Prostatic hyperplasia may cause an increase in residual urine volume in the bladder, leading to urinary reflux, which may in turn cause ureteral dilatation, hydroureter, and kidney water accumulation. In severe cases, it may even lead to chronic renal failure, which is life-threatening.
Therefore, once you suffer from prostate hyperplasia, you must go to a regular hospital for treatment.
How is prostate hyperplasia treated?
Current treatments for prostatic hyperplasia mainly include drug therapy, surgery and minimally invasive interventional therapy.
drug treatment is to relieve the patient's lower urinary tract symptoms, and the long-term goal is to delay the clinical progression of the disease.
Surgical treatments include traditional prostatectomy and transurethral resection or ablation of the prostate. Both procedures have disadvantages such as greater trauma, need to be performed under general anesthesia, and many postoperative complications. For those with chronic diseases involving the heart, lungs, liver and kidney, the risks of surgery are even higher.
Interventional treatment uses prostatic artery embolization (PAE), which has the advantages of less trauma, significant curative effect, and fewer complications. It is not only suitable for ordinary symptomatic patients, but can also be used for the elderly and those with heart, lung, liver and kidney problem.

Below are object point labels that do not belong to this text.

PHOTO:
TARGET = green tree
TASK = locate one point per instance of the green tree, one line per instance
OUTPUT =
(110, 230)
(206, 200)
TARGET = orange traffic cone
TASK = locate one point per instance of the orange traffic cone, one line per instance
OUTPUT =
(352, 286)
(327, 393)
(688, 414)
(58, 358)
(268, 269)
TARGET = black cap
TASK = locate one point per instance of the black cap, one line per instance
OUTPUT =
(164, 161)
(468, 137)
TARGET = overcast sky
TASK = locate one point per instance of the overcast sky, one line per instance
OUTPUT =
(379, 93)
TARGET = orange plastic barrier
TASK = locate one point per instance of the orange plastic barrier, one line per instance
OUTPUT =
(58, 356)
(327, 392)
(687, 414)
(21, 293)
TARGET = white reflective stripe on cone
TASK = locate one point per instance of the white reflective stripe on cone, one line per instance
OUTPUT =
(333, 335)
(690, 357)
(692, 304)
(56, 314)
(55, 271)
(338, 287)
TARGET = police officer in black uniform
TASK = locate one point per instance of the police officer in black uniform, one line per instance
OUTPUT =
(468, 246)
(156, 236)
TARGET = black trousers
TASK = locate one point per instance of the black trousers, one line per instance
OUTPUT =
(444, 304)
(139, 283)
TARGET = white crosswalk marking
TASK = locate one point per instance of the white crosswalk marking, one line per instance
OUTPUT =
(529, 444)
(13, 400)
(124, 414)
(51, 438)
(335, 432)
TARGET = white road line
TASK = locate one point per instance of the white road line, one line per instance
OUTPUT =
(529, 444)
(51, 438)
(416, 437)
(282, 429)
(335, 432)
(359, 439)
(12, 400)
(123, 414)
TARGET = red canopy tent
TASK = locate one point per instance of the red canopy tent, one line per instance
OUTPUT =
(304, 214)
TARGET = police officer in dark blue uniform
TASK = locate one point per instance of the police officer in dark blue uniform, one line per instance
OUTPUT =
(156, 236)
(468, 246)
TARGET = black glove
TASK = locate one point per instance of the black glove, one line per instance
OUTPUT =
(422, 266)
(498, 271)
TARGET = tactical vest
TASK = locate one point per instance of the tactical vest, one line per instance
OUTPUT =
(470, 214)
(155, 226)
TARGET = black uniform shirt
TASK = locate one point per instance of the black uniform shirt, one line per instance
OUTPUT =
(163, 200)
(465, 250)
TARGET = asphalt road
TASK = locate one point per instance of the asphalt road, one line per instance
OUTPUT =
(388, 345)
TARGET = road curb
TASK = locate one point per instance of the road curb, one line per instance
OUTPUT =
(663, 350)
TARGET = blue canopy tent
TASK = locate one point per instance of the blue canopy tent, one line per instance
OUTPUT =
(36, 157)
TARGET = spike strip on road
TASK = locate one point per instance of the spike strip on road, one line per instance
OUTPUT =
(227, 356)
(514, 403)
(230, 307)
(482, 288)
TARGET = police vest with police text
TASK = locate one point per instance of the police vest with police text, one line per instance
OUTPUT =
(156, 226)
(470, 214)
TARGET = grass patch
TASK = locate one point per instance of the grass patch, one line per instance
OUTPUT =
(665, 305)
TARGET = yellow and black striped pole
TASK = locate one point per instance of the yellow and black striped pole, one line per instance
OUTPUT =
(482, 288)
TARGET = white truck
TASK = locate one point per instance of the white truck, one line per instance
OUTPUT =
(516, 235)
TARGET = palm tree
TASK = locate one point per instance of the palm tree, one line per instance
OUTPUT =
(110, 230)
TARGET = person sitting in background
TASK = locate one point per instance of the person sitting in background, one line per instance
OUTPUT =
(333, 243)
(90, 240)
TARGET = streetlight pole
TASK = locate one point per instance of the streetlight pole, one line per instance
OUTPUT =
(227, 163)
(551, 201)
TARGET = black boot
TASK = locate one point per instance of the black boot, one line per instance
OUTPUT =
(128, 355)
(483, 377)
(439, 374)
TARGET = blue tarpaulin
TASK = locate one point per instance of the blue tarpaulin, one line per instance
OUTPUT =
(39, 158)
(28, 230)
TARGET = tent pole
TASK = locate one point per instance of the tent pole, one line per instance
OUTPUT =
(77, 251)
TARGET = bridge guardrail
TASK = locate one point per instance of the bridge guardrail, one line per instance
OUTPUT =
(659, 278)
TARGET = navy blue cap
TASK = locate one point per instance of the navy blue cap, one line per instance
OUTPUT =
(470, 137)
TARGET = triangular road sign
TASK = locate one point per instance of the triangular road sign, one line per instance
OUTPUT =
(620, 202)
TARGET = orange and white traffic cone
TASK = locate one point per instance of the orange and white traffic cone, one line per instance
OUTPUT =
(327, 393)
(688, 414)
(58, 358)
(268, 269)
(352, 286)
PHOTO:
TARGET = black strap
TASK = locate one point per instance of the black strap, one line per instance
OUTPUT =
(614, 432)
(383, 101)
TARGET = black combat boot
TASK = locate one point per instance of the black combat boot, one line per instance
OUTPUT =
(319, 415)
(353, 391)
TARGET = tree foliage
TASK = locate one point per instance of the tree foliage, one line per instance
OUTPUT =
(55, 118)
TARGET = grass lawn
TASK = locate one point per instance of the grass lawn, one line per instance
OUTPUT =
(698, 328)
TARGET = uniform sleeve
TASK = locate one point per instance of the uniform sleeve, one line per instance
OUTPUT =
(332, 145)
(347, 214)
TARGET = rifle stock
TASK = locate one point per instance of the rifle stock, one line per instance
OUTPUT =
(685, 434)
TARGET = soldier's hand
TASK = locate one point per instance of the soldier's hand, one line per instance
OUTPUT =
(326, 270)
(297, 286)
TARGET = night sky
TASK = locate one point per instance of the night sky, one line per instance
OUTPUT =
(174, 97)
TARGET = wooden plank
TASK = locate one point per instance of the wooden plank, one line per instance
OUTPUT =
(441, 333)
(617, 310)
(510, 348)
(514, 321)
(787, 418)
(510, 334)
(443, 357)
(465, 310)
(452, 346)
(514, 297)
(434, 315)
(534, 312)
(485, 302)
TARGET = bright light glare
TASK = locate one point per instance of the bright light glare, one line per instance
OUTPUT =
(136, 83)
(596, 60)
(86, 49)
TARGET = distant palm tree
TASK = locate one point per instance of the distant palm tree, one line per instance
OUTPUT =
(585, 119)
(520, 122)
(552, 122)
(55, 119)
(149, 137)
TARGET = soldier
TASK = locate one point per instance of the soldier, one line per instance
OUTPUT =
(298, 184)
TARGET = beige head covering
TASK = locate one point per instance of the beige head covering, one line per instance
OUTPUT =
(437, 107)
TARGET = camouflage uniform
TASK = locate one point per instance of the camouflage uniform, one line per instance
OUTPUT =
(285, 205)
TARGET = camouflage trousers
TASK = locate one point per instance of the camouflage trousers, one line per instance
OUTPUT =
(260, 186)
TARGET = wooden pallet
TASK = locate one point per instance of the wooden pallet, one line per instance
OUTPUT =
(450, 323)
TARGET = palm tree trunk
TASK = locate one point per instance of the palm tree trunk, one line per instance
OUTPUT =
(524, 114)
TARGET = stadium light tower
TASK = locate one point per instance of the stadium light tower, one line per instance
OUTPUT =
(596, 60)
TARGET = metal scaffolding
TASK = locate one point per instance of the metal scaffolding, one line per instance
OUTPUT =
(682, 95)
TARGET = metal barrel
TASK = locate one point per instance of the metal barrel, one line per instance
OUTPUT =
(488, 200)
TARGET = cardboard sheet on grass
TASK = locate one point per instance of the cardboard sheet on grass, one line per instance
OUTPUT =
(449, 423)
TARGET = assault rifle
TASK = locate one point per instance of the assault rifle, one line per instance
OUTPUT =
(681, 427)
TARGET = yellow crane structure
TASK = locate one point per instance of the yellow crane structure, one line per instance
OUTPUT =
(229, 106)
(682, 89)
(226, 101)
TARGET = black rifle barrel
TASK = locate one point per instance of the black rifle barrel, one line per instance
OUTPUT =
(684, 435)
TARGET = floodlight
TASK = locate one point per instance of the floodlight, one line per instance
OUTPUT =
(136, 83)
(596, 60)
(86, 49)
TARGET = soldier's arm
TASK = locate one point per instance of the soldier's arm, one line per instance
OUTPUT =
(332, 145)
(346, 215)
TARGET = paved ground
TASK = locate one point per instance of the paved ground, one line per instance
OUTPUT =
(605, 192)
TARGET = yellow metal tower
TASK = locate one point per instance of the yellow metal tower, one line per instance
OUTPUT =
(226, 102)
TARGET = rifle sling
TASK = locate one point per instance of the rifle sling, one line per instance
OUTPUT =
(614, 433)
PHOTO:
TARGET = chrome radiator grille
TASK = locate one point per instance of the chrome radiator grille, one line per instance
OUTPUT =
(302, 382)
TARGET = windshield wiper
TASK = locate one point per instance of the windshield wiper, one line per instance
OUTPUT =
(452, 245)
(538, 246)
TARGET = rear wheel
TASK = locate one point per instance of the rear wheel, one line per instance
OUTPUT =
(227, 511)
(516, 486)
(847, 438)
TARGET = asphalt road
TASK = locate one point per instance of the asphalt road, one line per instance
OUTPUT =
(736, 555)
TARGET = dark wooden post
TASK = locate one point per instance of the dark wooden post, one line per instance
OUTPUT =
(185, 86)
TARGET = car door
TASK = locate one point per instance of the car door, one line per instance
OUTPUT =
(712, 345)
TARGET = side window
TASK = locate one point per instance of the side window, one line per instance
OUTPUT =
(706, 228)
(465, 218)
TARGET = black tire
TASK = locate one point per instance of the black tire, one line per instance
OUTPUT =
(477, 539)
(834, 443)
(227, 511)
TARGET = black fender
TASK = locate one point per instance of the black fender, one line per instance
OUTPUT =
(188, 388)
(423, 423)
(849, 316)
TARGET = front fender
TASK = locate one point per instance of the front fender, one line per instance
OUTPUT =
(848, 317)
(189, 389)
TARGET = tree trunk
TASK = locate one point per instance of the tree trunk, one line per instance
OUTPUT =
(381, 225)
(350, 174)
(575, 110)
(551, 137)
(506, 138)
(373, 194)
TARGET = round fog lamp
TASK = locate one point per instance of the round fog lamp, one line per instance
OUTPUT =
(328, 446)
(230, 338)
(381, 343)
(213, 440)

How to prevent prostate hyperplasia?
Prostatic hyperplasia is a benign disease, and early intervention can help prevent serious complications and improve quality of life. In daily life, patient should change his living habits, drinking more water, eating less spicy food, quitting smoking and limiting alcohol consumption, avoiding sedentary, holding in your urine less, etc. In addition, because the incidence of prostate hyperplasia is proportional to age, the older the easier to suffer from prostatic hyperplasia. Therefore, it is recommended that men over 50 years old should have regular prostate examinations and seek for medical help if signs of hyperplasia such as frequent urination, increased nocturia, or difficulty urinating show.